There is also increasing segregation of the wealthy and the less well-off, with rich people in London and southeast England sometimes completely cut off from poverty, it said.
"Poor, rich and average households became less and less likely to live next door to one another between 1970 and 2000," said the report by the Joseph Rowntree Foundation.
"As both the poor and wealthy households have become more and more clustered in different areas, so the spatial concentration of average households has also increased," added the study, which compares data from 1968 to 2005.
The findings come after a decade-long economic boom under the government of former Prime Minister Tony Blair, whose Chancellor Gordon Brown succeeded him in the top job last month.
The boom has notably seen house prices soar, in particular in the capital, making homeowners spectacularly wealthy but leaving others, particularly young people, locked out of the property market.
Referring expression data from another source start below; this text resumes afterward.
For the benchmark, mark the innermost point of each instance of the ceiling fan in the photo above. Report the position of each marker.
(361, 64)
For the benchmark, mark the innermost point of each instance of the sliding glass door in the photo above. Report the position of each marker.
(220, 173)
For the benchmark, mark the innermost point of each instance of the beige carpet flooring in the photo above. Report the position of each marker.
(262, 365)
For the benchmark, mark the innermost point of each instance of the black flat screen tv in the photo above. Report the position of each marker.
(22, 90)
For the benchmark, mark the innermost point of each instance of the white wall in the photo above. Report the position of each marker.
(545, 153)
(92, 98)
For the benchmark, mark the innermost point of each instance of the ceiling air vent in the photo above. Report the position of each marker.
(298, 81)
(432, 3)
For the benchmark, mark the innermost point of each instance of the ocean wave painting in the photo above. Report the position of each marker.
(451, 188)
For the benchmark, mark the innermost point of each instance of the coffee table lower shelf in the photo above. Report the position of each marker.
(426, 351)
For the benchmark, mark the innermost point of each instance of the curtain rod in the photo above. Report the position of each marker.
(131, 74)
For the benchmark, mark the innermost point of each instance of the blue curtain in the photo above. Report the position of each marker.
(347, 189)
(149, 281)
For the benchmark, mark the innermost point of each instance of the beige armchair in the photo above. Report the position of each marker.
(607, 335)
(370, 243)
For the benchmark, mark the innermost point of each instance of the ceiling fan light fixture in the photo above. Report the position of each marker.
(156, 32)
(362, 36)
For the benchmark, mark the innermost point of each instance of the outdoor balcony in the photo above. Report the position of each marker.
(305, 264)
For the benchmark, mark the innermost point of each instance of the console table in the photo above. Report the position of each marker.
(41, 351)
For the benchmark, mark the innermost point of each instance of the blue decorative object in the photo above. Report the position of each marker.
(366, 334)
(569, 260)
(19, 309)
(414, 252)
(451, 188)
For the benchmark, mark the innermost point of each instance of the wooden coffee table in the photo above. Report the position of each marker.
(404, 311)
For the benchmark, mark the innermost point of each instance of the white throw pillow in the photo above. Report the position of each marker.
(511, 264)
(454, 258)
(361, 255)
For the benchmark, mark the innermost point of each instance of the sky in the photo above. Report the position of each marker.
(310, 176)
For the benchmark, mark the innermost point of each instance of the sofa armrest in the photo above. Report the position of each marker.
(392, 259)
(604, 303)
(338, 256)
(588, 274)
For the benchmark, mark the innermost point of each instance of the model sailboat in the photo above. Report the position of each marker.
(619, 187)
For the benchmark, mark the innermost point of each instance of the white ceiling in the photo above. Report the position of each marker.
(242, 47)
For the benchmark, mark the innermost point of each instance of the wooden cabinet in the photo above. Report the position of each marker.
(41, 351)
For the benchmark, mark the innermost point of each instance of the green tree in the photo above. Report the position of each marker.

The report noted a reduction in the number of people living in extreme poverty, but the overall numbers living below the poverty line has increased with over one in four households classed as being "breadline poor" in 2001.
In some cities over half of all families are below the poverty line.
The richest people are increasingly clustered on the outskirts and suburbs of major towns and cities, the report said.
Rich people own an increasing share of wealth, it noted: in 1991 the wealthiest one percent of the population owned 17% of the nation's wealth, rising to 24% in 2002.
The report's author Michael Orton said the widening wealth gap could cause social tensions.
"There is widespread acceptance that some occupations should be paid more than others: but the gap between high and low paid occupations is far greater than people think it should be," he said.
Employment and Welfare Reform Minister Caroline Flint said that the rising trend of inequality has recently stabilised.
But David Laws of the opposition Liberal Democrats said "this report shows that Britain is becoming a more polarised society with growing inequality of wealth, geographic concentrations of deprivation, and falling social mobility."
David Davis, the home affairs spokesperson for the main opposition Conservatives, lamented the lack of opportunities for the least well-off.
"Not only is this a loss of opportunity for young people and a tragedy for families and individuals trapped at the bottom of the pile - it is also a massive loss of talent and creativity for our nation."